Quel naïf, je suis...*

Pour voir une de ces associations actives, il faut aller chez la concurrence : sur TV Timbres, lors des saints états du royaume philatélique de France (royaume qui, paraît-il , attend que le souverain philapostal daigne octroyer quelques décisions et autres timbres-gadgets oxydables), un dirigeant associatif raconte comment il donne de sa personne pour faire parler de la philatélie dans les médias de sa région : chronique hebdomadaire bénévole dans le quotidien local, aller chercher la caméra de France 3 pour une exposition, etc.

Pour équilibrer mon humeur entre les deux magazines, avis aux numismates qui souhaitent compléter leur collection de pièces en euro : ayez de l'esprit critique en lisant et confrontant les deux magazines, leurs annonceurs et leurs auteurs ! Ainsi, vous jugerez vous-mêmes si le plié-jeté publicitaire dans L'Écho paraît + / - intéressant que le cahier de promotions, qui apparaît depuis quelques mois de 2008 dans Timbres magazine.

* : oui, je vous force à vous abonner à ce magazine pour lire la fin de l'éditorial. Avantage et inconvénient des périodiques uniquement disponibles par abonnement. En avant-goût : je ne sais pas à qui la dernière phrase de Ben-Moha s'adresse. Si c'est à Phil@poste, je crains le contenu du discours de la directrice de ce service le 14 juin prochain (annoncé dans Timbres magazine, page 11).

mardi 20 mai 2008

L'histoire de l'imprimerie Cartor

Vu avant moi par Dominique (j'ai une excuse : j'étais à la piscine :)), l'entretien de Gilles Le Baud, ancien dirigeant de Cartor Security Printing, par Gauthier Toulemonde.

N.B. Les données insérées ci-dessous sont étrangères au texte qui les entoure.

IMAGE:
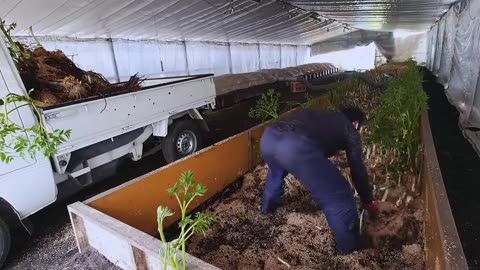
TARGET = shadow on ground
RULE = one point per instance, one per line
(460, 166)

Le Baud raconte comment Cartor se lança dans le timbre en or (qui a dit « Bhoutan » ?!) avec succès à partir de 1996 et d'un timbre pour la Thaïlande. Depuis, d'autres timbres gadgets sont évoqués.

Cependant, les philatélistes britanniques connaissent bien Cartor, mieux que les collectionneurs français ne connaissant au quotidien que l'imprimerie de Périgueux. L'imprimeur de La Loupe fait partie d'un groupe britannique comprenant Walsall et imprime régulièrement des timbres pour la Royal Mail.

mercredi 7 mai 2008

Lectures pour long week-end

Après un long premier mai, voici un long huit mai étalé en Pentecôte, certains voudront quelques lectures.

Sur internet, j'ai découvert au gré de mes pérégrinations :
* par Max Derouen, une monographie sur le 1F50 à l'effigie du maréchal Pétain de profil dessiné par Jean Bercier, utilisée de 1942 à 1944 ;
* Jeanne257, monographie sur le timbre de France Jeanne d'Arc de 1929 (conseillé par Timbresphospho) ;
* par Tony Servies du Tennessee, le blog Stamps of Distinction qui tend à développer quelques thèmes de manière complète : articles sur les pays émetteurs, sur les mots de la philatélie et ses méthodes.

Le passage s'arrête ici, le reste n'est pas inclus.